What is an arranged marriage?
Well if I were to go into semantics, then an arranged marriage can be described as that arrangement where our parents choose a life partner for us and ask us to love that person for the rest of our lives. As weird as this concept looks and sounds, it’s actually one which is still adopted by a majority of Indians. Those who aren’t able to find a life partner or those whose parents don’t approve of their romantic interest are usually the ones who are forced into an arranged marriage.
That was the literal definition of an arranged marriage. Now here’s what I believe it actually means – it’s a compromise, an enforced adjustment and a gamble that you take, a gamble which you should never be taking in the first place, all of which is precisely why we all need to stop opting for arranged marriages now. Aren’t we supposed to marry the one we love instead of loving the one we marry? The institution of marriage is sacred and pure and should be solely based on true love and compatibility. After all, shouldn’t love, compatibility, respect and genuine liking for your prospective life partner be more important? After all, marriages thrive on these factors a lot more than they do on one’s family and/or financial status.
Another thing I am not able to fathom or comprehend about arranged marriages? How can anyone possibly decide who their life partner will be in just a few meetings? Deciding to spend a lifetime with someone is no small thing, and to make this decision after barely knowing someone for a few months just seems like a recipe for disaster. Contrast this to love marriages, and people at least have an idea of what they are getting themselves into.

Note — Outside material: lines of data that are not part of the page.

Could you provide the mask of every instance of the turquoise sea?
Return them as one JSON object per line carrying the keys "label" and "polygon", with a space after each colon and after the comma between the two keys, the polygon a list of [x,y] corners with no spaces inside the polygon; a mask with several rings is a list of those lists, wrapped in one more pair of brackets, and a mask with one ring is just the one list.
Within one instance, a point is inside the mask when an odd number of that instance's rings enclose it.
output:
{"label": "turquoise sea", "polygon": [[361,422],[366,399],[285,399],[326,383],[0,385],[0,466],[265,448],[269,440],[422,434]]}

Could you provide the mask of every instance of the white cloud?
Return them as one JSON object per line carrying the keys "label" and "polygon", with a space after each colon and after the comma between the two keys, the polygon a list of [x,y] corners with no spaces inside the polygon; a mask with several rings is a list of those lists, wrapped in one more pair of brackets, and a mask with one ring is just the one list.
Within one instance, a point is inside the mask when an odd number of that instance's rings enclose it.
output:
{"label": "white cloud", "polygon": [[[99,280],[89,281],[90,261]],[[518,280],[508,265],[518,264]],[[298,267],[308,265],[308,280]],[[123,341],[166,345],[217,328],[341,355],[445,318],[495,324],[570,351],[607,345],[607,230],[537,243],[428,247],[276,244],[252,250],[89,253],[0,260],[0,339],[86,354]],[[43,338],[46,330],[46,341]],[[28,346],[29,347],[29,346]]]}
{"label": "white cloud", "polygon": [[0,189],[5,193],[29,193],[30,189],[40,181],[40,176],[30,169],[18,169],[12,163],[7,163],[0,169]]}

When we get married, we end up making a lifetime commitment. Our marriages symbolize us becoming mature enough to start our own family. And so shouldn’t they also symbolize us being mature enough to choose who we want to start our own family with? On that note, I would leave you guys to ponder upon the fact that do we really have to succumb to the societal pressures of marrying at a particular time or age? Or are have finally become wise enough to wait till someone worthwhile comes along? Even if that means going against societal norms? I’d like to believe that.